October 13, 2009 · · archive: txp/article

Tacoma City Council Meeting - Oct. 13th, 2009

This evening’s Tacoma City Council meeting is now done. What happened? The hotels are imposing a new levy on themselves. The Council had their first opportunity to look at the city-wide smoking ban in parks. We expected a bit more vocal opposition to this one. Maybe next week … Here are our notes:

CONSENT AGENDA

RESOLUTIONS
Resolution No. 37883 sets Tuesday, October 27, 2009, at approximately 5:30 p.m., as the date for a public hearing by the City Council on the proposed ten-year franchise with Comcast of Tacoma, Inc., and Comcast of Puget Sound, Inc., to provide cable services in the City of Tacoma.

Resolution No. 37884 sets Tuesday, October 27, 2009, at approximately 5:30 p.m., as the date for a public hearing by the City Council on the proposed ten-year agreement with the Department of Public Utilities, Light Division, d.b.a. Click! Network, to provide cable services in the City of Tacoma.

Resolution No. 37885 approves the final plat of “Junett Street Townhomes,” a 15-lot subdivision located at 4504 South Junett Street and 3002 and 3008 South 45th Street.

REGULAR AGENDA

APPOINTMENTS
Resolution No. 37887 appoints and reappoints individuals to the Tacoma Arts Commission.

  • Reappointing Donald Lacky for a term to expire December 31,2012.
  • Reappointing Sarah Idstrom for a term to expire December 31,2012.
  • Appointing Antonio Edwards Jr. for a term to expire December 31,2012.
  • Appointing Jana Wennstrom for a term to expire February 9, 2011.
  • Appointing Dane Meyer for a term to expire March 5, 2011.

RESOLUTIONS
Purchase Resolution No. 37888 awards a contract to Northrop Grumman Information Technology, Inc., in the amount of $332,241, plus sales tax, budgeted from the Fire Special Revenue Fund and the EMS Special Revenue Fund, for expert professional computer services to migrate and upgrade the Fire Department’s Computer Aided Dispatch System (CADS) to two new Hewlett Packard Integrity Series Application Servers.

Resolution No. 37886 was moved from this evening’s consent agenda.
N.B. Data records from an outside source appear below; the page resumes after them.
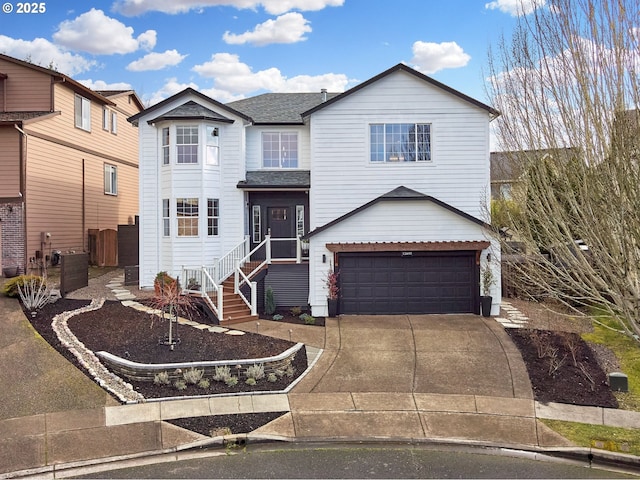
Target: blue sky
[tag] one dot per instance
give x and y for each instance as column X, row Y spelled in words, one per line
column 231, row 49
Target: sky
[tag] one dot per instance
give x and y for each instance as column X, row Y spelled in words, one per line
column 233, row 49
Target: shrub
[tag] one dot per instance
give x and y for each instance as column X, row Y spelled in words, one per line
column 269, row 302
column 193, row 375
column 222, row 374
column 10, row 288
column 161, row 378
column 255, row 371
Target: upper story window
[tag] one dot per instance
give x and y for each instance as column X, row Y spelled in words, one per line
column 83, row 113
column 400, row 142
column 280, row 149
column 187, row 144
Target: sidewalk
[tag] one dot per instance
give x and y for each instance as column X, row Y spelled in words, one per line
column 59, row 431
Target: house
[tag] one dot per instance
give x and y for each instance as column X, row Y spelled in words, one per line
column 69, row 163
column 385, row 184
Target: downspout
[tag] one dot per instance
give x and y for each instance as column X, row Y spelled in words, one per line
column 23, row 191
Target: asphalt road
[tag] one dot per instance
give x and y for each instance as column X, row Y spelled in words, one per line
column 362, row 461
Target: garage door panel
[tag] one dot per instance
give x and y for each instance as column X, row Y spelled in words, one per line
column 425, row 283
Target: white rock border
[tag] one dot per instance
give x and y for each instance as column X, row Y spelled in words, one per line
column 107, row 380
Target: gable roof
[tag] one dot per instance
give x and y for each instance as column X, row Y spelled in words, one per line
column 280, row 108
column 401, row 67
column 184, row 93
column 400, row 193
column 59, row 77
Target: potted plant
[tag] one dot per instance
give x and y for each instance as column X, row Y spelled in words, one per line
column 487, row 282
column 332, row 292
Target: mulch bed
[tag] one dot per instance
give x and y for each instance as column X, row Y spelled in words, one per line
column 555, row 376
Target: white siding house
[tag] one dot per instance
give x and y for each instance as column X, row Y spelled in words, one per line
column 387, row 184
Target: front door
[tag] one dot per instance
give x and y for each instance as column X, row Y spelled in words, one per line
column 281, row 222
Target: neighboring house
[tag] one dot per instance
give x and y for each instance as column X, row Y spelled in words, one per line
column 385, row 183
column 69, row 163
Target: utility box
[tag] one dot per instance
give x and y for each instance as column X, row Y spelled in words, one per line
column 619, row 382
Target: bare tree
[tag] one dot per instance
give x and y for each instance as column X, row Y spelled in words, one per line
column 567, row 81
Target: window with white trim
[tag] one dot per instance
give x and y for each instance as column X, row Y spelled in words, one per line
column 400, row 142
column 166, row 218
column 256, row 224
column 83, row 113
column 165, row 146
column 187, row 214
column 280, row 149
column 212, row 146
column 213, row 216
column 187, row 144
column 110, row 179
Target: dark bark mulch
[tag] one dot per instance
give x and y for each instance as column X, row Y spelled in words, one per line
column 555, row 377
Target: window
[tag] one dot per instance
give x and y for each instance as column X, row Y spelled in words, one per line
column 212, row 151
column 166, row 224
column 110, row 179
column 256, row 227
column 187, row 213
column 187, row 144
column 105, row 118
column 165, row 146
column 279, row 150
column 213, row 216
column 400, row 142
column 300, row 220
column 83, row 113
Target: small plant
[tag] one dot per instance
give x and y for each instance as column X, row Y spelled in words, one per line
column 269, row 302
column 255, row 371
column 34, row 294
column 308, row 319
column 161, row 378
column 10, row 287
column 193, row 376
column 222, row 373
column 231, row 381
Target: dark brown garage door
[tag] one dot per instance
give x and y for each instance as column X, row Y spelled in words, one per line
column 408, row 282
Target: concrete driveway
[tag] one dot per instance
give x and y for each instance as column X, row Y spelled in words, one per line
column 442, row 354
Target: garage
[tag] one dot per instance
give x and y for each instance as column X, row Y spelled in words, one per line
column 408, row 282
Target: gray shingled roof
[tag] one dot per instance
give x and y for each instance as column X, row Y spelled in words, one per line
column 191, row 111
column 280, row 108
column 277, row 179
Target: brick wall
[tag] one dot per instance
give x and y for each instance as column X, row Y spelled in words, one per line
column 13, row 244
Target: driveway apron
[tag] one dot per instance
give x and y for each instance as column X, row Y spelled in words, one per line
column 442, row 354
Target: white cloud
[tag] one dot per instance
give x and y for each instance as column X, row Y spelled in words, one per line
column 232, row 76
column 431, row 57
column 156, row 61
column 515, row 8
column 287, row 28
column 274, row 7
column 96, row 33
column 42, row 52
column 102, row 85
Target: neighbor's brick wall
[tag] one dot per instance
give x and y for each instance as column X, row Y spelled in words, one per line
column 12, row 218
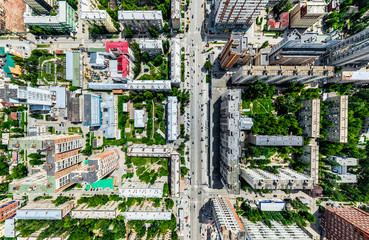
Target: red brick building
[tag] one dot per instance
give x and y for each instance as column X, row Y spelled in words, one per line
column 345, row 223
column 8, row 208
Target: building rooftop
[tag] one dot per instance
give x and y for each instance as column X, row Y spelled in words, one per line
column 140, row 118
column 172, row 118
column 355, row 216
column 61, row 17
column 141, row 150
column 86, row 13
column 150, row 44
column 260, row 231
column 139, row 15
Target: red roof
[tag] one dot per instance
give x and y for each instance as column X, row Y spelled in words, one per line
column 285, row 17
column 121, row 47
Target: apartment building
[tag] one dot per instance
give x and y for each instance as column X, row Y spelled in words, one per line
column 141, row 21
column 226, row 219
column 172, row 118
column 338, row 115
column 266, row 140
column 107, row 211
column 151, row 47
column 175, row 16
column 66, row 19
column 341, row 170
column 311, row 156
column 236, row 51
column 277, row 231
column 62, row 158
column 309, row 118
column 91, row 15
column 306, row 13
column 230, row 150
column 175, row 62
column 8, row 208
column 96, row 168
column 240, row 14
column 286, row 179
column 345, row 222
column 300, row 49
column 26, row 95
column 350, row 51
column 92, row 114
column 275, row 75
column 45, row 210
column 141, row 150
column 42, row 6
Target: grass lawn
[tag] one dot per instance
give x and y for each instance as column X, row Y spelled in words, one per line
column 258, row 106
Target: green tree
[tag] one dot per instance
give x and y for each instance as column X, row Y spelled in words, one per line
column 265, row 44
column 153, row 33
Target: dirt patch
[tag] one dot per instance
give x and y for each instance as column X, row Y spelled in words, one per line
column 14, row 10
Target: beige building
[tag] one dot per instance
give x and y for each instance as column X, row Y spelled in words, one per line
column 90, row 13
column 339, row 116
column 309, row 118
column 176, row 13
column 306, row 13
column 107, row 211
column 311, row 156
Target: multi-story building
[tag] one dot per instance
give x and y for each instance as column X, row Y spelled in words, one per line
column 151, row 46
column 91, row 15
column 134, row 85
column 172, row 119
column 237, row 14
column 309, row 118
column 286, row 179
column 175, row 174
column 300, row 49
column 311, row 156
column 45, row 210
column 226, row 219
column 73, row 68
column 341, row 170
column 350, row 51
column 345, row 222
column 107, row 211
column 176, row 14
column 230, row 150
column 97, row 167
column 277, row 231
column 175, row 62
column 338, row 115
column 236, row 51
column 8, row 208
column 42, row 6
column 282, row 74
column 147, row 211
column 266, row 140
column 92, row 110
column 306, row 13
column 141, row 190
column 121, row 61
column 141, row 21
column 26, row 95
column 64, row 21
column 62, row 158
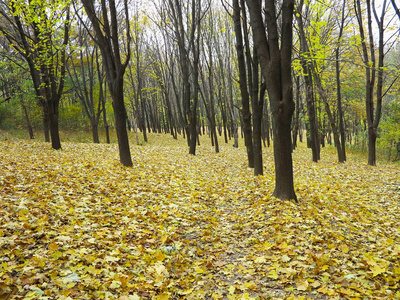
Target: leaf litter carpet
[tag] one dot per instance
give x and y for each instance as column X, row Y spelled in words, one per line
column 75, row 224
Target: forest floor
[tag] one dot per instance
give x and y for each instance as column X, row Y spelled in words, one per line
column 75, row 224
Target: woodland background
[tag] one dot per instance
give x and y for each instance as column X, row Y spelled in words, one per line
column 174, row 90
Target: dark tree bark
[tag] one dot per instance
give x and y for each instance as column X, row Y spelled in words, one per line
column 308, row 80
column 107, row 38
column 83, row 81
column 46, row 62
column 245, row 110
column 275, row 55
column 373, row 114
column 342, row 132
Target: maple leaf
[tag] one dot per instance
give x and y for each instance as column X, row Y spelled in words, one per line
column 173, row 225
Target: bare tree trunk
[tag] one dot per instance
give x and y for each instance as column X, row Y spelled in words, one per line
column 246, row 114
column 275, row 60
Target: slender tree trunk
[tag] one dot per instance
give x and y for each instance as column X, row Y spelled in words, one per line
column 28, row 121
column 117, row 95
column 275, row 54
column 246, row 114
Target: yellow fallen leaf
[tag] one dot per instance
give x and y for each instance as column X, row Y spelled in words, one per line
column 273, row 274
column 377, row 270
column 260, row 260
column 302, row 285
column 231, row 289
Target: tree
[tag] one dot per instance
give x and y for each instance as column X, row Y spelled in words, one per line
column 108, row 34
column 83, row 74
column 372, row 71
column 33, row 29
column 275, row 55
column 245, row 110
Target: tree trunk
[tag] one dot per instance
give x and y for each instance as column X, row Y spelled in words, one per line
column 28, row 122
column 275, row 60
column 117, row 95
column 246, row 114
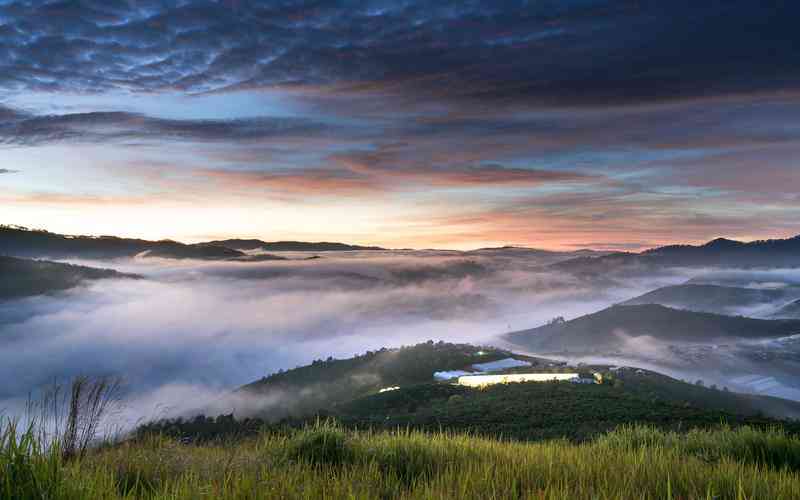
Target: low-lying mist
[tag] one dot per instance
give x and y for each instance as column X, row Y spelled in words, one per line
column 192, row 331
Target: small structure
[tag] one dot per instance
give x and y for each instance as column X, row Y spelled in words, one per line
column 484, row 380
column 449, row 374
column 500, row 364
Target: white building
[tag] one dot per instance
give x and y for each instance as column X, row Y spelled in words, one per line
column 484, row 380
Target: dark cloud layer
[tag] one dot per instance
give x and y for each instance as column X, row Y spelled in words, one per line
column 578, row 51
column 19, row 128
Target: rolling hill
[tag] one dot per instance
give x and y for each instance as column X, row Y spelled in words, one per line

It authorizes the execution of an interlocal agreement with Pierce County and the Cities of DuPont, Fife, Gig Harbor, Lakewood, Puyallup, and Sumner for the establishment of the Pierce County Tourism Promotion Area. Tourism Promotion Areas are new tools passed by the State Legislator in 2003. It permits hoteliers in an established area to self-impose a levy. The levy is then used to pay for promotion of tourism in the established area. This would hopefully give our region the ability to be more competitive when trying to attract special events. The fee in Tacoma would be $1.50 per room.

FINAL READING OF ORDINANCES
Ordinance No. 27830 vacates the south 12 feet of North 18th Street west of Orchard Street, for general use and to increase the yard area for the property located at 5102 North 18th Street.

Ordinance No. 27837 provides for the sale and issuance of water system revenue bonds in the aggregate principal amount not to exceed $82,000,000, to provide funds to finance or refinance costs of capital improvements to the water system, and specifying the terms and covenants of the bonds.

Ordinance No. 27838 amends Chapter 1.12 of the Municipal Code, relating to the Compensation Plan, to implement rates of pay and compensation for employees represented by District Lodge 160, on behalf of Local Lodge 282 of the International Association of Machinists and Aerospace Workers, Wastewater Treatment Plant Maintenance Supervisors Unit, which consists of three budgeted full-time positions, effective January 5, 2009 through December 31, 2010.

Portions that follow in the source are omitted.